Will the tape play a “critical role” in the zettabyte era, as its supporters hope? – Blocks and Files
The Tape Storage Council released a report indicating that tape will play an even greater role in the computing ecosystem as the growth of data storage continues.
We do not agree.
The report, titled Band to Play Critical Roles as Zettabyte Era Takes Offstates, “The era of the zettabyte is in full swing, driving unprecedented demand for capacity as many enterprises move closer to Exascale storage requirements.”
He identifies five trends that he believes favor the band:
- Favorable economics: Data-intensive applications and workflows are fueling new tape growth due to its significant TCO benefits
- Security – the band’s inherent air space provides additional layers of defense against cybercrime
- Data accessibility – tape performance improves access times and throughput
- Sustainability – tape plays an important role in green data center strategies
- Optimization – tape active archives enhance storage optimization, providing dynamic optimization and fast data access for archival storage systems
Let’s unbox this. The favorable economics basically means that tape storage is cheaper than disk storage on a $/TB basis, and both are cheaper than flash storage. However, tape is slow, with a longer first-byte access time than disk or NAND, making it the choice for infrequently accessed data where latency is less of a concern than storage cost.
The physical air gap inherent in tape is a good point, but the virtual air gaps marketed by backup storage, unstructured data storage, cloud storage and cybersecurity companies are generally known to be effective and its superiority is therefore diminished here.
The point of data accessibility is more difficult to understand. Of course, tape is better than disk in terms of bandwidth. As the report states, “HDDs and SSDs have faster access times to the first data byte. For large files, tape systems have faster access times to the last byte of data… The LTO-9 and TS1160 company [tape] the drives each have a data transfer rate of 400MB/sec. This compares to 7200 RPM hard drives ranging from 160 to 260 MB/sec.
But typically a large file would be striped across multiple disk drives in an external storage array and read back from multiple drives in parallel, negating the advantage of the single tape drive. Also, nowadays many primary and secondary data storage devices use SSDs and not HDDs. In terms of bandwidth, it’s pretty much over, especially with NVMe SSDs. In our view, this claimed benefit evaporates before our eyes when we look at it.
Yes, tape is getting faster generation after generation, but it’s still slower than hard drives and all-flash arrays. The evangelists accept this implicitly as we will see when we come to the fifth tendency.
The fourth point of advice about sustainability is good. Obviously, offline, flowless tape cartridges stored on a shelf don’t need power or cooling. But this trend only supports its use if the need for fast data access has already been ruled out. No one will use it for primary data storage if it means your servers can only support tens of transactions per second instead of thousands, not even to save a few thousand tons of carbon emissions per year.

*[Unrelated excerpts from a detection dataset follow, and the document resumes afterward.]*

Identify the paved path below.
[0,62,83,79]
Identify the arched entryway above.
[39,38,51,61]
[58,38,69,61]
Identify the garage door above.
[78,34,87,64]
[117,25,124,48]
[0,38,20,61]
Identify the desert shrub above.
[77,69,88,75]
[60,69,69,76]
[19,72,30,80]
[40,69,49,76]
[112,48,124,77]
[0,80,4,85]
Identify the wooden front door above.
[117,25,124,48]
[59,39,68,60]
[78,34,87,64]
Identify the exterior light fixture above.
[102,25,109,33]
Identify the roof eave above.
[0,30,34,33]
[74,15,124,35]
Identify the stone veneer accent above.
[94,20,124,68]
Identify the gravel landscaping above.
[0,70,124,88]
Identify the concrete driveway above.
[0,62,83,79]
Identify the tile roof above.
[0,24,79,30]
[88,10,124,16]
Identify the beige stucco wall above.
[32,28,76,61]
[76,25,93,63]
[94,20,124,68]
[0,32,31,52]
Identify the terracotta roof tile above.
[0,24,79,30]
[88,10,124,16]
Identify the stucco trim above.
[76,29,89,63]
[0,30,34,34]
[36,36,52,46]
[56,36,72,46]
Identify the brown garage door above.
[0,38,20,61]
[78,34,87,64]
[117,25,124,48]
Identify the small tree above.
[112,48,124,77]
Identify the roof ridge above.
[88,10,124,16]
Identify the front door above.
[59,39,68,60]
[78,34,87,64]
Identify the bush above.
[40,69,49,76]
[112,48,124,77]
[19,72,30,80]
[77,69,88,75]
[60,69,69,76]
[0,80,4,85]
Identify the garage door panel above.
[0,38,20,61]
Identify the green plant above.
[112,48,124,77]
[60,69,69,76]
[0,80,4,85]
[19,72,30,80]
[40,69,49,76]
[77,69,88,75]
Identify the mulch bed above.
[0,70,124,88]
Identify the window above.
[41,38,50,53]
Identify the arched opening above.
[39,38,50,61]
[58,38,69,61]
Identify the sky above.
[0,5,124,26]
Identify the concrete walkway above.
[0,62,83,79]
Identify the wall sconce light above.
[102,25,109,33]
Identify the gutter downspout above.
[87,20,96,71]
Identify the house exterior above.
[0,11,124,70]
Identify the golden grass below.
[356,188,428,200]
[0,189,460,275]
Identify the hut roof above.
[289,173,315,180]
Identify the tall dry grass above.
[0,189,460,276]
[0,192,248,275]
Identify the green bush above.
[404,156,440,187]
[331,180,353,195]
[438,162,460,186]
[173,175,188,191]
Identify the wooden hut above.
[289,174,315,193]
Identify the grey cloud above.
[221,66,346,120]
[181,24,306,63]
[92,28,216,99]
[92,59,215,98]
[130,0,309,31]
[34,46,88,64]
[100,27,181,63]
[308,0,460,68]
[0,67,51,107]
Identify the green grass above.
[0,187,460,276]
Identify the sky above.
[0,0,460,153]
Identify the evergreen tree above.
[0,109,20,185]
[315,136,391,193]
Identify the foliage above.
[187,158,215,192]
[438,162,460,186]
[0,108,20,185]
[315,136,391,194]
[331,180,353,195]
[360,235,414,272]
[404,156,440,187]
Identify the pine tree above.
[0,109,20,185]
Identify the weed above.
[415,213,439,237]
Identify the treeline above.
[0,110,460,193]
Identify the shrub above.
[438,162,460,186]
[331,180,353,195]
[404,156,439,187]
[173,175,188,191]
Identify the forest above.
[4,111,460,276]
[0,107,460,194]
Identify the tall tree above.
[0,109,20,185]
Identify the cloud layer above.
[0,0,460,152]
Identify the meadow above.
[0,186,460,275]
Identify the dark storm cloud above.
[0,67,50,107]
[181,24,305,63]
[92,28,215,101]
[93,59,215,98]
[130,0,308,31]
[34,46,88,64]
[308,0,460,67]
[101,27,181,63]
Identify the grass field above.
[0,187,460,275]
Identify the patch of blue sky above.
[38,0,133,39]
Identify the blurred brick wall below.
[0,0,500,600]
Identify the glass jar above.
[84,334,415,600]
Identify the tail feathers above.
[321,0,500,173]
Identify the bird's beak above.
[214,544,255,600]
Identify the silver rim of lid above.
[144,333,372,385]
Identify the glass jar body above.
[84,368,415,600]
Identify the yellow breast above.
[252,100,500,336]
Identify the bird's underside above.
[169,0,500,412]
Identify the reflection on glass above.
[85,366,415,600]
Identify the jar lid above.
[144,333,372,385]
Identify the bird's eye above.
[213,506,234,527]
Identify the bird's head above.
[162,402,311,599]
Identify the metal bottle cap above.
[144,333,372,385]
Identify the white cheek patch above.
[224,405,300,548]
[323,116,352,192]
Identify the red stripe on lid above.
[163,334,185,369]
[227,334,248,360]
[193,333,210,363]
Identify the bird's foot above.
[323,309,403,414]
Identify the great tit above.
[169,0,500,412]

And so we come to the fifth point, the active archive. The diagram in the report shows a cache buffer placed in front of a tape library:
It is operated by a server running data management software, which presents a file or object interface upstream and a tape interface downstream of the library. The report states, “An active archive integrates two or more storage technologies (SSD, HDD, tape, and cloud storage) behind a file system providing a transparent way to manage archive data in a single virtualized storage pool.
Cloud archive storage uses tape, so here we are talking about disk/SSD front ends and a tape backend. And why have this cache buffer? It “provides dynamic optimization and rapid data access for archival storage systems”. “SSDs or HDDs serve as a cache buffer for archival data stored on tape, providing faster access to the first byte of data, higher IOPs, and random access.”
In other words, you need a disk or SSD buffer because data access to tape is slow. Ideally people wouldn’t use tape at all because it’s way too slow, but it’s cheap and reliable, so we accept it and improve its slowness with a cache buffer in archive setups active.
The report states that the need for data archives will increase due to the increase in cold data storage needed for cloud, HPC, IoT, life sciences, media and entertainment, video surveillance and sports video. That’s probably true, but it’s still standard data archiving to tape. He will not play a larger role. He will play the same role he always had.
The tape is not dead yet and its track record of increasing capacity is impressive. It’s actually flourishing. But that’s not because of its wonderful technology, good as it is, but because there’s nothing better. It’s cheap, it contains a lot of data, it’s reliable, it’s slow and it works. Enough said.